Modeling flow in wetlands and underlying aquifers using a discharge potential formulation

Abstract

Summary An accurate assessment of water and nutrient balances in large scale wetland systems such as the Florida Everglades requires conjunctive modeling of surface water flow in wetlands and groundwater flow in underlying aquifers. Earlier work was based on the finite difference code MODFLOW with a special “wetlands package.” This model treats the wetland flow as laminar with a very high transmissivity that is proportional to the wetland water depth cubed. However, these MODFLOW solutions appear sensitive to this highly non-linear wetland transmissivity, particularly under conditions of low vegetation density when the model may fail to converge. We propose to formulate the governing differential equation in terms of a discharge potential instead of potentiometric heads as done in MODFLOW, but otherwise using the same assumptions as in its wetlands package. We tested our approach on a few cases of one- and two-dimensional flow, both with a constant and a varying wetland bottom elevation. For the latter the discharge potential represents an irrotational part of the flow field which is combined with a component of the flow field that contains the curl. We found that both the robustness and the accuracy of the solution in terms of potentials was superior to the solution in terms of heads.
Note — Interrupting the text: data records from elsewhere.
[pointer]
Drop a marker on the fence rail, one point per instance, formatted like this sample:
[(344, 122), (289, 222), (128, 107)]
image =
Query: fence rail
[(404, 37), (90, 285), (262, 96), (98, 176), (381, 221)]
In some cases the latter solution failed altogether, even for simple one-dimensional flow. We applied our method to model the effects of wetland hydrology on the nutrient redistribution in and near tree islands. We found that the subtle velocity distributions near these tree islands, as resulted from our conjunctive wetlands and groundwater flow solution, could help explain the increased nutrient depositions at these islands, particularly at the head of the islands, where, consequently, most of the vegetation occurs.